“Masuklah, Kak!” Mitah langsung membuang muka, memunggungi, lalu menjauh dengan kembali duduk di tepian tempat tidur.
Sankar melangkah selangkah dan berhenti di ambang pintu. Sesaat sudut-sudut bibirnya bagai membentuk bulan sabit, kemudian bersedekap, lalu menghela napas hingga dadanya terangkat. Dia merebahkan samping kanan tubuhnya ke bingkai pintu logam bercat putih—seperti kursif dengan menyilangkan kedua kaki—tapak kaki yang dibungkus sepatu kulit hitam itu tampak goyah menjejak lantai marmer. Matanya yang berpupil warna cokelat tua seakan-akan berbinar.
“Sebenarnya apa yang kamu pikirkan, Kak? Gayamu itu, lho. Sok perlente!”
“Entah. Aku hanya ... bagaimana menjadi dirimu. Kau bisa saja memukul dadaku, atau menampar. Yang paling fatal kau bisa saja, kan ... bila mau memukul keningku—”

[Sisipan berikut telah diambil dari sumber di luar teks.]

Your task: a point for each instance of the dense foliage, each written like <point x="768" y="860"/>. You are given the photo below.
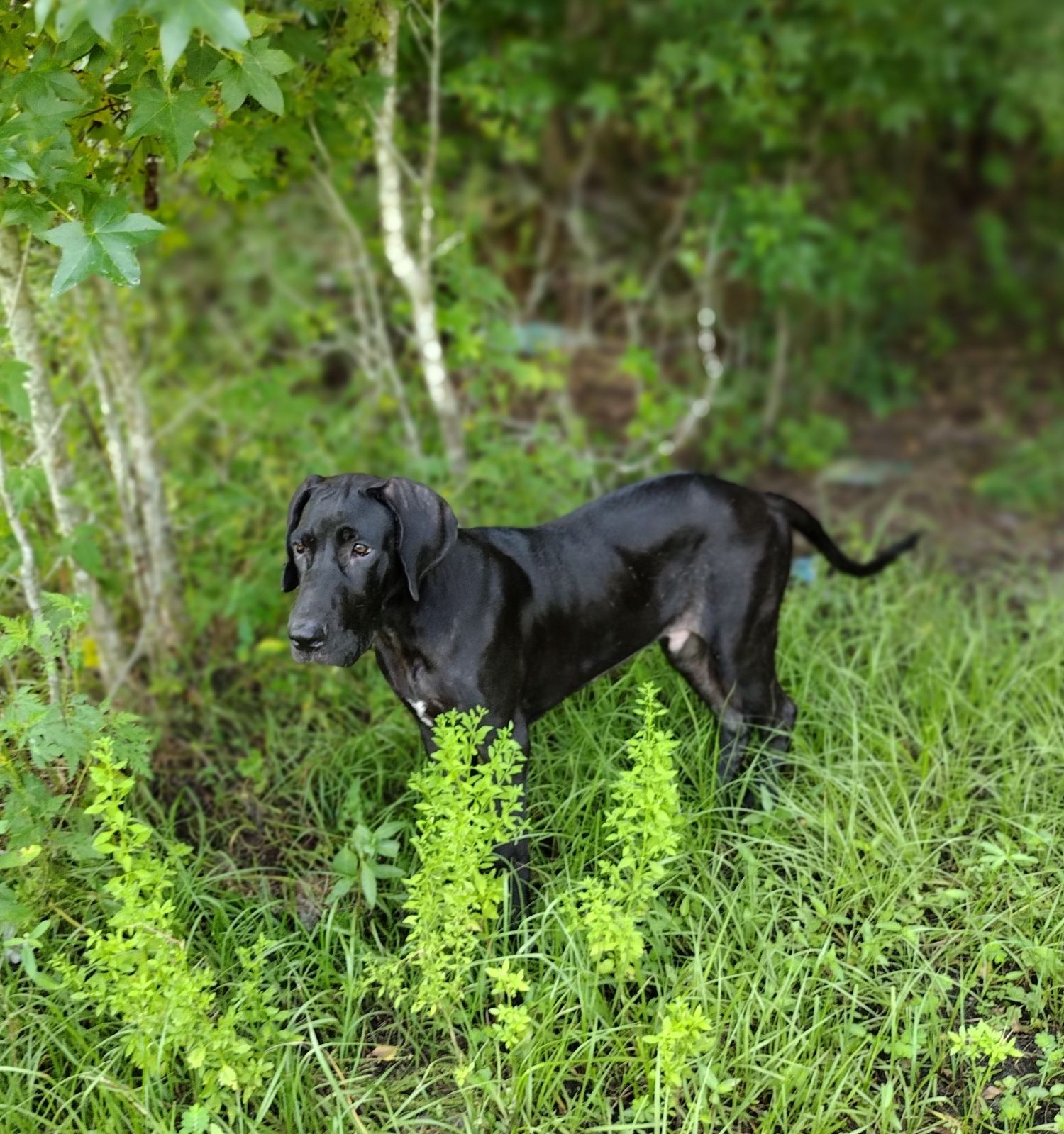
<point x="524" y="252"/>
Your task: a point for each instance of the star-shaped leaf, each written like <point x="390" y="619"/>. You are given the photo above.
<point x="253" y="76"/>
<point x="13" y="167"/>
<point x="102" y="245"/>
<point x="174" y="117"/>
<point x="219" y="21"/>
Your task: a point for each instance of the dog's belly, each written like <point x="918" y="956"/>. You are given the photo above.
<point x="567" y="651"/>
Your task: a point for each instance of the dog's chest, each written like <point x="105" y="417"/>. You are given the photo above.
<point x="412" y="682"/>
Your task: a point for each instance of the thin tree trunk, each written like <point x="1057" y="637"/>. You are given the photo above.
<point x="781" y="367"/>
<point x="45" y="420"/>
<point x="165" y="579"/>
<point x="28" y="569"/>
<point x="413" y="274"/>
<point x="125" y="484"/>
<point x="365" y="299"/>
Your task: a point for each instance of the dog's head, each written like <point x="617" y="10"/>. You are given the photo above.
<point x="355" y="545"/>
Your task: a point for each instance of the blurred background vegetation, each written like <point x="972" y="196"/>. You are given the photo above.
<point x="812" y="244"/>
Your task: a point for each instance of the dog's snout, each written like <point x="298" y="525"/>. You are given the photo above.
<point x="306" y="635"/>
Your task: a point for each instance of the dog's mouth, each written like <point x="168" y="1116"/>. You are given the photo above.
<point x="328" y="656"/>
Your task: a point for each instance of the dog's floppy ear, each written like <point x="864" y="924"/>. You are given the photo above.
<point x="291" y="577"/>
<point x="427" y="526"/>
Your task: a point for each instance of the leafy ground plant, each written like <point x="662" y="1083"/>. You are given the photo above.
<point x="469" y="803"/>
<point x="643" y="835"/>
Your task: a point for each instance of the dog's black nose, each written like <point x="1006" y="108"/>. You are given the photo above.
<point x="306" y="635"/>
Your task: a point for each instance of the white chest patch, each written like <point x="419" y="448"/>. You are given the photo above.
<point x="421" y="711"/>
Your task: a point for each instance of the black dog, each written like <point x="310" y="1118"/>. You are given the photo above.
<point x="518" y="618"/>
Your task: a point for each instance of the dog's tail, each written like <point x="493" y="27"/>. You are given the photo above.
<point x="808" y="524"/>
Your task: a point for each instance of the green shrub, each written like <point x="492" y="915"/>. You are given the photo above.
<point x="469" y="803"/>
<point x="643" y="836"/>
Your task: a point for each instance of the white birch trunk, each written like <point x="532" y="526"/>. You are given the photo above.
<point x="412" y="274"/>
<point x="28" y="571"/>
<point x="162" y="577"/>
<point x="45" y="418"/>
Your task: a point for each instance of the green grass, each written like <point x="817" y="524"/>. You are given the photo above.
<point x="910" y="882"/>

“Dan bila itu terjadi, dengan mudahnya kamu empas tubuhku atau membuatku melayang.”
“Pernah kulakukan itu padamu?”
“Suatu saat nanti!”
Sankar geleng-geleng seraya terkekeh geli.
Mata Mitah menyeruak melihat tingkahnya. “Pergi dari hadapanku atau masuk!”
“Selow kali.” Melangkah malas, kentara dari gerak kaki agak berat. Tepat sebelas langkah berhenti di hadapan Mitah—menyampingi cermin—sejenak menoleh mengamati dirinya. Kemeja merah jambu dipadu celana panjang hitam, tampilannya jauh dari kesan kasual. Selang beberapa detik berpaling dan menatap adiknya. “Seharusnya kau senang karena kita mendapatkan prioritas masuk gratis sekolah itu.”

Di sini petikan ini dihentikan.